Feed the Poor vs. Heal the Sick
Looking at this from another angle. What happens to our society and culture based on the political decisions we make?
Some feel that the deal that’s being discussed in the Senate to end the shutdown is a betrayal. Many will claim to be able to predict the future about what the outcome will be. To be honest, I’d hoped for more from our Senate leadership, but I don’t know what I’d do in that situation.
What happens when you pit the sick versus the hungry? How long are you willing to let people suffer? It’s a special kind of cruelty to pit the poor versus the sick, and it takes a special kind of monster to do that. Make no mistake—this is exactly what happened. Although this capitulation feels like a betrayal, from a political party that just won handily across the nation, there is a political betrayal here. Many will discuss that, I’m sure. But I also feel that few will discuss how falling into the whims of a dictator on this issue is also a betrayal to the young men in this nation, many of whom are circling the drain we call the manosphere.
Let me explain.
A pillar in the “red pill” ideology is anti-empathy. The idea is that empathy is a weakness and that it causes people to make bad decisions. The soft core explanation for this is that they prefer rational thinking over emotion, but that’s just to get people through the door. The net effect of this anti-empathy poison is to justify cruelty. That sort of thinking is dangerous and short-sighted.

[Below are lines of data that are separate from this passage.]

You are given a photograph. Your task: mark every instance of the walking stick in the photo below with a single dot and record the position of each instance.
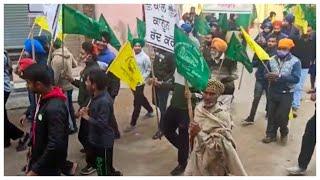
(154, 95)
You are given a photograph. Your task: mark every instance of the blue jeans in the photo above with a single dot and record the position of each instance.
(297, 95)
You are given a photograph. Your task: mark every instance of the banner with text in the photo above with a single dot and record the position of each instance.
(160, 22)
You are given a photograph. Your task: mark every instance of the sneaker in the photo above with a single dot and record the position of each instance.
(117, 135)
(7, 144)
(129, 129)
(73, 131)
(87, 170)
(23, 143)
(267, 139)
(178, 170)
(284, 140)
(294, 112)
(296, 171)
(311, 91)
(247, 122)
(149, 115)
(116, 173)
(157, 135)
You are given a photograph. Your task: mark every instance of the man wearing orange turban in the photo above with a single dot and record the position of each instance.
(277, 30)
(284, 73)
(223, 69)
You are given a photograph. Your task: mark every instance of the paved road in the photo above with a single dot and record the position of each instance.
(137, 154)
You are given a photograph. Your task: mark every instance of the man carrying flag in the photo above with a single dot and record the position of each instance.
(140, 100)
(223, 69)
(284, 73)
(191, 66)
(261, 83)
(104, 58)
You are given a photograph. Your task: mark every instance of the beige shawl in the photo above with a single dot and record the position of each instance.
(214, 152)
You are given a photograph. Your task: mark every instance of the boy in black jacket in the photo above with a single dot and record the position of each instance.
(98, 114)
(50, 126)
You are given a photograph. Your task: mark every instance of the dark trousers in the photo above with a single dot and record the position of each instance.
(101, 159)
(10, 130)
(113, 122)
(308, 143)
(162, 98)
(71, 108)
(278, 113)
(83, 133)
(258, 91)
(139, 101)
(177, 118)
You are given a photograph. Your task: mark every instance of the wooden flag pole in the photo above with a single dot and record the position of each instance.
(187, 90)
(190, 112)
(154, 95)
(220, 68)
(31, 30)
(50, 53)
(241, 77)
(40, 32)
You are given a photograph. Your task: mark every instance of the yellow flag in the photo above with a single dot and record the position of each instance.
(42, 22)
(262, 55)
(291, 115)
(125, 67)
(300, 21)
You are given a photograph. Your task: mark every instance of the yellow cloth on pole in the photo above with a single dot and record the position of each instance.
(300, 21)
(42, 22)
(125, 67)
(262, 55)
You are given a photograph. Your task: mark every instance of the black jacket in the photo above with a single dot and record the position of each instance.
(50, 134)
(101, 134)
(305, 51)
(84, 97)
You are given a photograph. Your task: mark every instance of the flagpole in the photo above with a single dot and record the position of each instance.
(220, 68)
(31, 30)
(154, 95)
(190, 112)
(241, 77)
(50, 53)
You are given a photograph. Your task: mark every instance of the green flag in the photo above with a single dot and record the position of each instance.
(130, 37)
(141, 28)
(237, 52)
(190, 62)
(201, 26)
(113, 38)
(75, 22)
(223, 22)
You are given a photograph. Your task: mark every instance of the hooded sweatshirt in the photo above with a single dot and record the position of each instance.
(62, 66)
(50, 134)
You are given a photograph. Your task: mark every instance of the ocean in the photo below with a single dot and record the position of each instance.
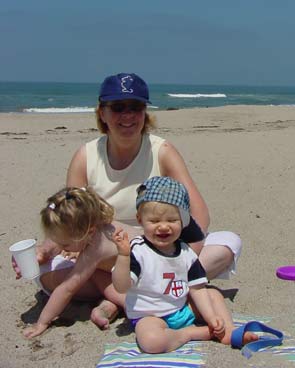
(52, 97)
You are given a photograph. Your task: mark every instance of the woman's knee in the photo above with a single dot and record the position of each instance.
(227, 239)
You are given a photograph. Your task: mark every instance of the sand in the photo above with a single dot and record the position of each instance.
(242, 159)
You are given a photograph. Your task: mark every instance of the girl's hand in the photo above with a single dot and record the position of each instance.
(121, 240)
(35, 330)
(217, 327)
(16, 269)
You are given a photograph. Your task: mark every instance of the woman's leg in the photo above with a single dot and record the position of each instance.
(154, 336)
(220, 253)
(108, 309)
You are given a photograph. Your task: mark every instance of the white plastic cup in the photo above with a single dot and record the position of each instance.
(24, 253)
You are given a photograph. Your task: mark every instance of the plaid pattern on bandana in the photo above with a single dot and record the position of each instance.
(166, 190)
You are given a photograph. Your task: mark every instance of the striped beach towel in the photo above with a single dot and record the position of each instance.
(126, 354)
(190, 355)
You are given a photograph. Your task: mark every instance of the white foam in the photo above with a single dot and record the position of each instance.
(52, 110)
(197, 95)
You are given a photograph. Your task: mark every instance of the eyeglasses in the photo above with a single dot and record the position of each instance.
(120, 107)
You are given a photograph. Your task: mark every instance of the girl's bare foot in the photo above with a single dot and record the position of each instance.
(105, 313)
(247, 337)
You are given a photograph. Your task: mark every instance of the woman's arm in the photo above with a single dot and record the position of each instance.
(121, 273)
(172, 164)
(77, 171)
(61, 296)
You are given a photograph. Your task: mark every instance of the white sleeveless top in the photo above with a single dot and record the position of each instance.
(118, 187)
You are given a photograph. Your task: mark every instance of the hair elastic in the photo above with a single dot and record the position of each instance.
(52, 206)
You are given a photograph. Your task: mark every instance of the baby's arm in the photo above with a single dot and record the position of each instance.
(121, 272)
(201, 299)
(61, 296)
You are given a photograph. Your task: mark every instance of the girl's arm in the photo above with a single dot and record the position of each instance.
(172, 164)
(201, 299)
(84, 267)
(121, 272)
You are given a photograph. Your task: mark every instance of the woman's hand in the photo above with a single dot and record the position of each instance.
(120, 238)
(35, 330)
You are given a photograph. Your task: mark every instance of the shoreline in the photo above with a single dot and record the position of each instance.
(242, 159)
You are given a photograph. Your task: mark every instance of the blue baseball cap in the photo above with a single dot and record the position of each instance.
(124, 86)
(167, 190)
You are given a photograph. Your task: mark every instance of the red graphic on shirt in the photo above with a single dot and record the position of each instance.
(175, 287)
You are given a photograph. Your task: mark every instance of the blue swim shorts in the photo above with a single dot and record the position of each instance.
(179, 319)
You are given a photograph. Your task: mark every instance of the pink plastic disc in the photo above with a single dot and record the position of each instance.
(286, 272)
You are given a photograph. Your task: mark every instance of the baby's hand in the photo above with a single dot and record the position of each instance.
(120, 238)
(217, 326)
(69, 255)
(35, 330)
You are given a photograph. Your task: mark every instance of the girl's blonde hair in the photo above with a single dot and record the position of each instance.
(149, 121)
(74, 211)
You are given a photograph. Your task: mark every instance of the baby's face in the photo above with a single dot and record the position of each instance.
(161, 223)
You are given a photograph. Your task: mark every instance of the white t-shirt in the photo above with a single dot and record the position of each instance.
(160, 282)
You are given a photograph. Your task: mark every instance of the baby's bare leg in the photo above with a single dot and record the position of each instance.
(221, 310)
(154, 336)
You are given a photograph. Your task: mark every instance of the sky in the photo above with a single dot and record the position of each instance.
(164, 41)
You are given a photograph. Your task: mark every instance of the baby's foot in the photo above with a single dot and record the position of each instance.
(104, 314)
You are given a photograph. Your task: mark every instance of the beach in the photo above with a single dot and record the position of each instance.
(242, 159)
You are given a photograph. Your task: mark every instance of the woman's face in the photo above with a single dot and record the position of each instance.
(124, 118)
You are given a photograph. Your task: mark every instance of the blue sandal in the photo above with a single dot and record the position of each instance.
(262, 342)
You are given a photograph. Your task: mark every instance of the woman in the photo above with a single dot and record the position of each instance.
(116, 163)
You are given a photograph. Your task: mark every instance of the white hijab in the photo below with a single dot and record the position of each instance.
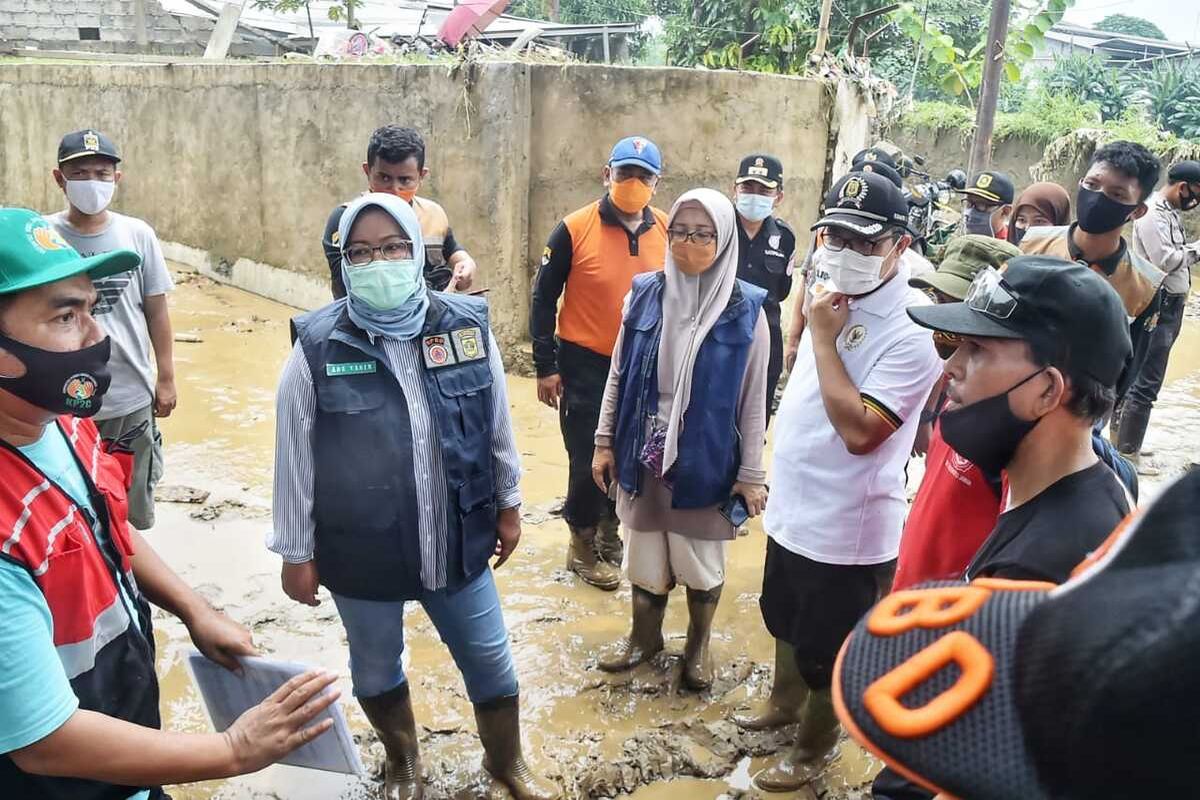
(691, 305)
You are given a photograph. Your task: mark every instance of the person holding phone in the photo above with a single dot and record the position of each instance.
(682, 427)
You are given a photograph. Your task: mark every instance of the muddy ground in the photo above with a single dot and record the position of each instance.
(634, 735)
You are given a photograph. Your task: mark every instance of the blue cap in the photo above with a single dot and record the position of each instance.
(639, 151)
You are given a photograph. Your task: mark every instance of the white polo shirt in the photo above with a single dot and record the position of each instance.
(827, 504)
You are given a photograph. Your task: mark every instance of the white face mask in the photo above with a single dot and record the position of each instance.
(90, 197)
(847, 271)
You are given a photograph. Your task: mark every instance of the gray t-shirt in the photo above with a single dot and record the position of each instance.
(120, 306)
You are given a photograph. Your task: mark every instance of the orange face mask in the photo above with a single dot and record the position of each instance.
(693, 258)
(630, 194)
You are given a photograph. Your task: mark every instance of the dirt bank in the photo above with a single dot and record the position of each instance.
(599, 735)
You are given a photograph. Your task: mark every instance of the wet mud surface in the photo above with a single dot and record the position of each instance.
(635, 735)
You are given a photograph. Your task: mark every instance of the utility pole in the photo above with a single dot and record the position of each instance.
(993, 72)
(823, 28)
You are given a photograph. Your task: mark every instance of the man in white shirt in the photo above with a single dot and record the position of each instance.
(846, 427)
(1158, 236)
(131, 307)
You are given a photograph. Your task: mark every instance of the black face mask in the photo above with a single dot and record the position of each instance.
(987, 433)
(1098, 214)
(64, 383)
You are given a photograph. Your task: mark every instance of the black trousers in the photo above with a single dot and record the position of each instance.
(1158, 352)
(585, 374)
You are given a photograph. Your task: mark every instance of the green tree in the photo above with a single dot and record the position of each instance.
(1131, 25)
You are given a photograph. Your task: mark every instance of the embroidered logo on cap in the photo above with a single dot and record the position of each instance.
(853, 192)
(437, 352)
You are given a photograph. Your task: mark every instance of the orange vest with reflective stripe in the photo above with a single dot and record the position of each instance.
(601, 275)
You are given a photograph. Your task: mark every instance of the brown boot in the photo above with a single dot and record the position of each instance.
(805, 759)
(583, 560)
(645, 639)
(787, 695)
(697, 657)
(499, 729)
(609, 543)
(391, 716)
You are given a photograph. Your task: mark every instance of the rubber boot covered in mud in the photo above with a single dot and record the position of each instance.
(391, 716)
(697, 656)
(645, 639)
(583, 559)
(609, 543)
(807, 758)
(499, 729)
(1134, 421)
(787, 695)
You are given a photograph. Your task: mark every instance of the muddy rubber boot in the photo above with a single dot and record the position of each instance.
(391, 716)
(787, 695)
(697, 656)
(499, 729)
(645, 639)
(609, 543)
(583, 560)
(805, 761)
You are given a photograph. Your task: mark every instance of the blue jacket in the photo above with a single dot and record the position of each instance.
(709, 451)
(365, 494)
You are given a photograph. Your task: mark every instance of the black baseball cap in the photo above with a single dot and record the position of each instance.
(1185, 170)
(864, 203)
(994, 187)
(761, 168)
(1063, 306)
(87, 143)
(995, 690)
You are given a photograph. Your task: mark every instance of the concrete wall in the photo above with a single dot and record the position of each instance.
(240, 164)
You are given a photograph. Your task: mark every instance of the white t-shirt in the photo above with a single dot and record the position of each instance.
(827, 504)
(120, 306)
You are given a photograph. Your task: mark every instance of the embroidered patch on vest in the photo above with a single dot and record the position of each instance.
(349, 368)
(437, 352)
(468, 343)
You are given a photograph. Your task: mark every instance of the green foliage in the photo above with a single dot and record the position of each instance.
(1129, 25)
(1089, 79)
(337, 12)
(1170, 94)
(1045, 115)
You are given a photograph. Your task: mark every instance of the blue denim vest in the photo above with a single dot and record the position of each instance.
(709, 444)
(365, 494)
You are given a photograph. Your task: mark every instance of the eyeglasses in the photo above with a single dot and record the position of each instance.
(393, 251)
(702, 238)
(990, 295)
(837, 242)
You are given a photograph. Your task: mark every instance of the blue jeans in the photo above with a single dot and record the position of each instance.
(469, 623)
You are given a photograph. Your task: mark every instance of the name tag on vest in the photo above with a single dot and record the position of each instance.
(349, 368)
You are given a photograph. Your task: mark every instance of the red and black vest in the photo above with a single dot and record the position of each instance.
(108, 657)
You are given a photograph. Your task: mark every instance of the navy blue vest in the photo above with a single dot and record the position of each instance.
(365, 494)
(709, 450)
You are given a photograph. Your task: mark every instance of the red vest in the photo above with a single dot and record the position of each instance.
(107, 656)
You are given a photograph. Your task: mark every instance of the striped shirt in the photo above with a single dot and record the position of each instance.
(294, 531)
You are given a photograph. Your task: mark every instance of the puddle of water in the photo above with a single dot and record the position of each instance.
(575, 720)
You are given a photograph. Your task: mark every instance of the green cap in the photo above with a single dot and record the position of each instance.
(963, 257)
(33, 253)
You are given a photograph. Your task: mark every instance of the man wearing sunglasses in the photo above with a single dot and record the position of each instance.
(846, 426)
(1041, 349)
(1159, 239)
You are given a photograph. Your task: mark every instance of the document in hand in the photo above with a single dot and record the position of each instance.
(227, 696)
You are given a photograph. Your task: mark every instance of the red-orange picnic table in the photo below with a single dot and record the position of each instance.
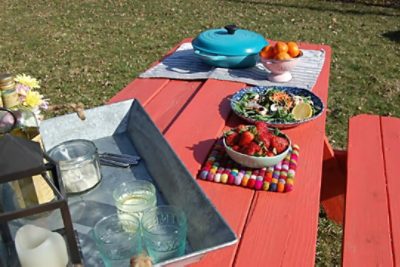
(273, 228)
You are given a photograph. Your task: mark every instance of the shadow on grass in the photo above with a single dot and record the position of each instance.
(319, 9)
(392, 36)
(389, 4)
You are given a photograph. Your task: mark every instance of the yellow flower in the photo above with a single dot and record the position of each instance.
(33, 99)
(27, 80)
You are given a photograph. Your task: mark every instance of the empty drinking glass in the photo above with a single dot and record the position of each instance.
(164, 232)
(118, 240)
(133, 197)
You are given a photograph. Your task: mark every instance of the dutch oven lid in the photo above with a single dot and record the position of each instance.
(229, 41)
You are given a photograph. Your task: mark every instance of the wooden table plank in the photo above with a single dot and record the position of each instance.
(141, 89)
(193, 133)
(367, 240)
(282, 228)
(169, 103)
(192, 136)
(391, 146)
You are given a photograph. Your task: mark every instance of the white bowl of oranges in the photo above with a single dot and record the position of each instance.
(256, 146)
(280, 59)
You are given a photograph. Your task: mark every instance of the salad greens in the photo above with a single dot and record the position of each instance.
(272, 105)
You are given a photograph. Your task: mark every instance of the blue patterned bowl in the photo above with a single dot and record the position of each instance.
(277, 122)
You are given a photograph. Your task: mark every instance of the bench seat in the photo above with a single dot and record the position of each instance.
(372, 209)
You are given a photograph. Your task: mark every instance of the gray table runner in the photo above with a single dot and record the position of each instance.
(183, 64)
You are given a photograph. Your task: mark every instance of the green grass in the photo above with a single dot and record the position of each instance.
(86, 51)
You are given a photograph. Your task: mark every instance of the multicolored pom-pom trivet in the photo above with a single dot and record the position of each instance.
(220, 168)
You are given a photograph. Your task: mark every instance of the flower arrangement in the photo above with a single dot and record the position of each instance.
(26, 87)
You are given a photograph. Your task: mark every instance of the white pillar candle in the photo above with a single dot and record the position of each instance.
(39, 247)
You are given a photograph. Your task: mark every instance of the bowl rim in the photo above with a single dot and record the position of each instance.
(265, 157)
(275, 123)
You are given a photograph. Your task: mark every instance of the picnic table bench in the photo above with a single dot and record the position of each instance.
(273, 228)
(372, 209)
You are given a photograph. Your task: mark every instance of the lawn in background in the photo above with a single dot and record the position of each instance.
(86, 51)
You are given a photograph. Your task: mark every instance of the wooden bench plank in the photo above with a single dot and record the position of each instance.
(391, 146)
(170, 101)
(367, 240)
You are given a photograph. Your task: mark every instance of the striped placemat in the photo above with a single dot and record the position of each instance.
(183, 64)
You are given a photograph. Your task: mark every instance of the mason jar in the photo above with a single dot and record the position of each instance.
(79, 165)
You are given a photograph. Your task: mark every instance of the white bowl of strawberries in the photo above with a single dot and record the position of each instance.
(256, 146)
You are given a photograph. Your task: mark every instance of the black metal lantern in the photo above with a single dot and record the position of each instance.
(21, 158)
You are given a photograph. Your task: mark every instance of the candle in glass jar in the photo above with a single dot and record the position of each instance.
(79, 164)
(38, 247)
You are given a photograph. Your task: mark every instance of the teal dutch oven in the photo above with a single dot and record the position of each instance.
(229, 47)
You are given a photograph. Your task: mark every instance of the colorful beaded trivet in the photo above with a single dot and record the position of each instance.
(220, 168)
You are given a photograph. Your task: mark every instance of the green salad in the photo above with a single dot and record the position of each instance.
(275, 105)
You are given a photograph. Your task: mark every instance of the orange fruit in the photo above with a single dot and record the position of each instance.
(282, 56)
(281, 47)
(268, 52)
(293, 49)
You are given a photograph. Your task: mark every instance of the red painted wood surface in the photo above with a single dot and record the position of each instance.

What I can see from the outside is power being wielded with cruelty, and the cruelty winning. I’m not sure how the mental calculus works for Chuck Schumer. Maybe it’s “quit while you’re ahead.” I see this in roller derby games, where teams can control the clock to some degree throughout the game. A team will run up the score and stop the bout to prevent the opponent from scoring.
But it doesn’t look like that to me.
I’m scratching my head here because the Democrats got little more than a promise to vote on the health care issue, which means the Americans got little more than a promise to vote on the health care issue. From the ground, it looks like cruelty won. It looks like causing people to suffer was the catalyst for change that red-pill people claim.
This is not the message that we want to perpetuate in our society.
I play a lot of chess, and my eight-year-old does as well. They’ll sometimes get emotionally attached to a chess piece, and then be unwilling to sacrifice that piece (particularly the horse) when the move is needed to win the game. So I can see a situation where emotions can cloud judgment to the detriment of the larger group. The hard-line stance of anti-empathy causes society to crumble. You can’t build a society based on a lack of empathy. A lot of why society works (ask anyone living in a city, if you doubt me) is the presence of empathy. Empathy is the super-power that allows us to imagine what others are going through, and sometimes…often…we may be going through the same things. This helps to align our collective interests and is a boon to any civilized community. To lack empathy is to show a world where it’s every person for themselves. We see it in the infighting in the Trump Regime. We see it in the way they demonize their political opponents.
Empathy is the glue of civilization. And I believe that it’s simply not true that anti-empathy is power, despite this move. Because millions of people march, protest, and spend their finite amount of time on this Earth supporting their friends and families, and even strangers. This is why there are nearly non-stop protests at ICE facilities. That’s a strength.
But it’s not what people will be talking about now. What people will talk about now is how Trump won. They will talk about how the bleeding hearts caved (again). And they’ll use this to add to their arsenal of examples as to why empathy is a weakness. And I hate that narrative because it’s not true, but it takes inspection to understand that fact.
Here’s the silver lining about the bad decision. The silver lining is that Congress must come into session to pass the bill, because there are changes to it. The House of Representatives has to come back, and then this brings the issue of denying the seat to Rep-elect Grijalva full-on into the spotlight, which brings the Epstein files right back into the public eye. So from a cynical, politics-only perspective, there is an upside. The last excuse Mike Johnson has to not seat her has just evaporated.
Also, and importantly, the people on SNAP won’t have to go hungry for the reason that SNAP is being cruelly denied to them. Whether they can afford to eat when the health care premiums hit, we’ll have to see. Then we’ll know for sure whether the capitulation was worth it.
I’m guessing the answer is no. So bring out the primary challengers, and I’ll see you in the streets.